最近では、↓の最初の方でアラマタ氏が西洋と東洋での影の処理法の違いを存分に語っていたのが
とても面白かったので、今回の美術展もそういう文脈で楽しめるかな?とワクワクして行きました:


アラマタ美術誌

アラマタ美術誌

(荒俣センセはいつだって博覧強記)



しかし全体としては(特に前半)そんなにカゲカゲしてない作品が多いように思えました。
「今回のテーマは影!」と最初に言っておけば皆そこに注目しますけど、そうでなかったら
わざわざこの絵の影だけ抜き出して見るかなあ…まあそういうの関係なしに面白い作品もあったので
それはそれで良いんですけど。
あと、今回「陰影」の英訳は"shadows and shades"でしたが、これはむしろ"reflections(反射・反映)"
でしょう、という表現内容の作品も多かったような。
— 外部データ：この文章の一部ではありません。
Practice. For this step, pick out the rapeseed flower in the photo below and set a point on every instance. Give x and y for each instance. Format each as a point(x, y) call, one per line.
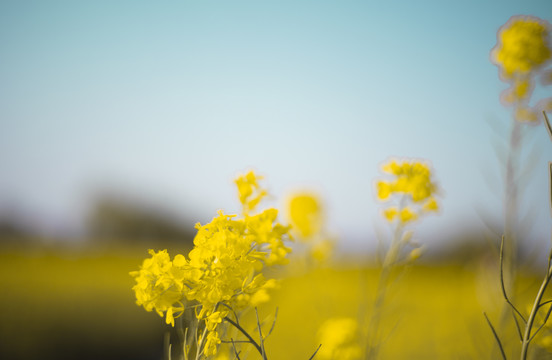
point(305, 214)
point(409, 187)
point(523, 46)
point(223, 271)
point(522, 51)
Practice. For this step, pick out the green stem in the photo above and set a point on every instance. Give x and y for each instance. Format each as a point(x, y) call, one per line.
point(246, 334)
point(534, 310)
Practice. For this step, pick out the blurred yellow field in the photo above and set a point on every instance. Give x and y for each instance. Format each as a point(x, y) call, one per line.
point(73, 305)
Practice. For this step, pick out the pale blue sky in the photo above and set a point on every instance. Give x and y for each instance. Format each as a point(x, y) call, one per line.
point(170, 100)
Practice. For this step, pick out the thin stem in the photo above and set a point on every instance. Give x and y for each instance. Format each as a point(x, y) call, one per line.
point(547, 123)
point(527, 335)
point(502, 281)
point(242, 330)
point(496, 337)
point(543, 323)
point(263, 353)
point(235, 351)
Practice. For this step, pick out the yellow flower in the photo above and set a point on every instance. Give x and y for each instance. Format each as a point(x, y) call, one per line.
point(249, 190)
point(390, 213)
point(211, 343)
point(523, 46)
point(305, 214)
point(409, 187)
point(159, 286)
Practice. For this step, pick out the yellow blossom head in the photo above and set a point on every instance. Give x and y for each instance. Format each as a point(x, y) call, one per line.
point(249, 191)
point(305, 214)
point(409, 187)
point(523, 46)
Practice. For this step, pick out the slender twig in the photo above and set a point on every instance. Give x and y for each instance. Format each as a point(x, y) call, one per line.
point(313, 355)
point(230, 308)
point(517, 326)
point(235, 351)
point(245, 333)
point(263, 353)
point(273, 323)
point(496, 337)
point(547, 123)
point(502, 281)
point(527, 336)
point(543, 323)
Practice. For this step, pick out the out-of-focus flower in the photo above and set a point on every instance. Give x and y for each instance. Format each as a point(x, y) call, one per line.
point(223, 270)
point(410, 188)
point(522, 52)
point(523, 46)
point(158, 286)
point(340, 339)
point(305, 214)
point(249, 190)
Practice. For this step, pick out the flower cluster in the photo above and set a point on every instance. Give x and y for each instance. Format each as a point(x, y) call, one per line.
point(305, 213)
point(523, 49)
point(223, 271)
point(411, 186)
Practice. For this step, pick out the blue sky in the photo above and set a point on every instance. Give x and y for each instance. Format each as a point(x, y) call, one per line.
point(168, 101)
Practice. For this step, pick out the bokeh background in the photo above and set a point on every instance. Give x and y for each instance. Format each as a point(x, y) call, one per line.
point(122, 124)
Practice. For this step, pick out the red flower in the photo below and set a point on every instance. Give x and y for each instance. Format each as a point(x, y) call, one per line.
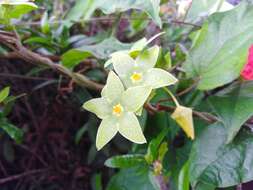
point(247, 72)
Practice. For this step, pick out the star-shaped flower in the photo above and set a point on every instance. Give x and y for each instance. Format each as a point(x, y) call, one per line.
point(116, 108)
point(141, 71)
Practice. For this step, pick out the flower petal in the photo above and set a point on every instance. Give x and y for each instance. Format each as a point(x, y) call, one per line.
point(98, 106)
point(113, 88)
point(134, 97)
point(158, 78)
point(130, 128)
point(183, 116)
point(148, 58)
point(122, 63)
point(106, 131)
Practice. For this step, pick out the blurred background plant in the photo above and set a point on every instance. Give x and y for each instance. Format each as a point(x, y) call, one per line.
point(53, 59)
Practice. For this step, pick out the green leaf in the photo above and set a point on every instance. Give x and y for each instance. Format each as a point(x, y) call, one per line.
point(96, 182)
point(131, 178)
point(130, 128)
point(216, 164)
point(234, 109)
point(14, 132)
point(80, 133)
point(158, 78)
point(4, 94)
point(183, 181)
point(134, 97)
point(106, 131)
point(99, 106)
point(125, 161)
point(148, 58)
point(220, 55)
point(153, 147)
point(122, 63)
point(85, 9)
point(101, 50)
point(203, 8)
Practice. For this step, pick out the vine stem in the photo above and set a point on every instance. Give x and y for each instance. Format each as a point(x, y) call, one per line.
point(172, 96)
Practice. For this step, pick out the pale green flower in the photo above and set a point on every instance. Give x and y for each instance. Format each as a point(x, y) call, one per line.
point(116, 108)
point(141, 71)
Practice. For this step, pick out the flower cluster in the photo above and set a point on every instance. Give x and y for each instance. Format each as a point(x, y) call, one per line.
point(247, 72)
point(125, 92)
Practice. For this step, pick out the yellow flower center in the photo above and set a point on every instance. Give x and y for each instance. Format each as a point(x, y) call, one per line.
point(135, 77)
point(117, 110)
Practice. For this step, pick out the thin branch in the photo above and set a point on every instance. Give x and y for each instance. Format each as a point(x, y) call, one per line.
point(109, 18)
point(8, 75)
point(19, 176)
point(202, 115)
そこまで言うのは細かすぎるとは思うのですが…。



後半の写真や抽象もしくはシュール系の絵画の方が、影をいかに表現として生かすかという点に
自覚的である分、私には面白かったです。
特に高松次郎の一連の「影」作品には、やはり圧倒されました。これを展示したかったから、わざわざ
この美術展を企画したんじゃないの?と勘繰ってしまいました。所蔵作品豊富だし。


●参考:「高松次郎《赤ん坊の影 No.122》──限りなく「無」に近づく」(artspace)
(注:この絵自体↑は今回の展示にはありません)
名前だけではピンと来なかったのですが、「ハイレッドセンター」の「ハイ」の人、と知って納得。



シュールレアリズム系の画家、北脇昇氏の作品も印象に残りました。日本でこんな絵を描いていた人が居たとは
不勉強で知りませんでした。西欧の画家とはまた一味違った不安感がとても気になります。


神の子どもたちはみな踊る (新潮文庫)

神の子どもたちはみな踊る (新潮文庫)

↑表紙画に使われている作品「空港」も展示されていました。うーん不思議…。



締めの大型インスタレーション「もし不審なものを見かけたら…」(クシシュトフ・ヴォディチコ)も面白かったです。
すりガラス越しに写るボンヤリした人の影の動き(実際にはそう見せかけた映像作品)から、内面のドラマを
観る側がそれぞれ想像する、という作品。色々と妄想が膨らみます。



↑同コンセプトでヴェネティアで発表されたもの。実際に向こう側に人がいるわけではありません。



ちょっと当初の思惑とは外れたけど色々と発見があったから良かったな、という美術展でした。